A Model of Attention Driven Scene Analysis
Who: Malcolm Slaney (Yahoo! Research)
Why: How does attention affect what we hear?
What: Attention Driven Auditory Scene Analysis
When: Friday October 7th at 1:15PM
Where: CCRMA Seminar Room
This is joint work with Trevor Agus, Shih-Chii Liu, Merve Kaya, Mounya Elhilali, Barbara Shinn-Cunningham, Ozlem Kalinli, Kailash Patil, Nuno Vasconcelos, DeLiang Wang and Jude Mitchell at the 2011 Telluride Neuromorphic Cognition Engineering Workshop. Time permitting, I will also talk about some of the other attention-related projects from this year's workshop.
This paper describes a model of attention-driven auditory scene analysis (ASA). ASA is the process of listening to a complicated auditory environment, a cocktail party is the canonical example, and being able to pick out and understand a single talker. Due to its significance in both perceptual and engineering sciences, interest in tackling the ASA phenomenon has prompted multidisciplinary efforts spanning the engineering, artificial intelligence and neuroscience communities. In general, most current work on auditory scene analysis takes one of two simplified approaches. The first approaches to computational auditory scene analysis (CASA) use an exclusively bottom-up approach. Low-level perceptual signals are grouped using simple rules such as common onsets or modulations. These systems rely heavily on the conspicuity and salience of stimulus elements; and can perform reasonably well in simple and well controlled scene analysis conditions. More recent systems have taken a more sophisticated approach by including expectations in the analysis. These systems have simple models of what a talker sounds like, or what was said before. In this paper we describe a third approach based on a user’s goals.
Parsing complex acoustic scenes involves an intricate interplay between bottom-up, stimulus-driven salient elements in the scene with top-down, goal-directed, mechanisms that shift our attention to particular parts of the scene. Here, we present a framework for exploring the interaction between these two processes in a simulated cocktail party setting. The model shows improved digit recognition in a multi-talker environment with a goal of tracking the source uttering the highest value. This work highlights the relevance of both data-driven and goal-driven processes in tackling real multi-talker, multi- source sound analysis.

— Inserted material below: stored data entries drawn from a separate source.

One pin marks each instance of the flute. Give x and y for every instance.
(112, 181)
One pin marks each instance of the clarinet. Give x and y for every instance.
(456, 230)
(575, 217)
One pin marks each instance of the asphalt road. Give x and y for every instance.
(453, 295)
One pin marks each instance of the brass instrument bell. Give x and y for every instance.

Dr. Malcolm Slaney is a principal scientist at Yahoo! Research and a (consulting) Professor at Stanford CCRMA where he has led the Hearing Seminar for the last 20 years. He is a Fellow of the IEEE and has served as Associate Editors of IEEE Transactions on Audio, Speech and Signal Processing, IEEE Multimedia Magazine and Proceedings of the IEEE. He has given successful tutorials at ICASSP 1996 and 2009 on “Applications of Psychoacoustics to Signal Processing”, on “Multimedia Information Retrieval” at SIGIR and ICASSP, and "Web-Scale Multimedia Data" at ACM Multimedia 2010. He is a coauthor, with A. C. Kak, of the IEEE book "Principles of Computerized Tomographic Imaging." This book was republished by SIAM in their "Classics in Applied Mathematics" Series. He is coeditor, with Steven Greenberg, of the book "Computational Models of Auditory Function." Before Yahoo!, Dr. Slaney has worked at Bell Laboratory, Schlumberger Palo Alto Research, Apple Computer, Interval Research and IBM's Almaden Research Center. For the last several years he has helped lead the auditory group at the Telluride Neuromorphic Cognition Workshop. Dr. Slaney is a Principal Scientist at Yahoo! Research where he has been working on multimedia analysis and music- and image-retrieval algorithms in databases with billions of items.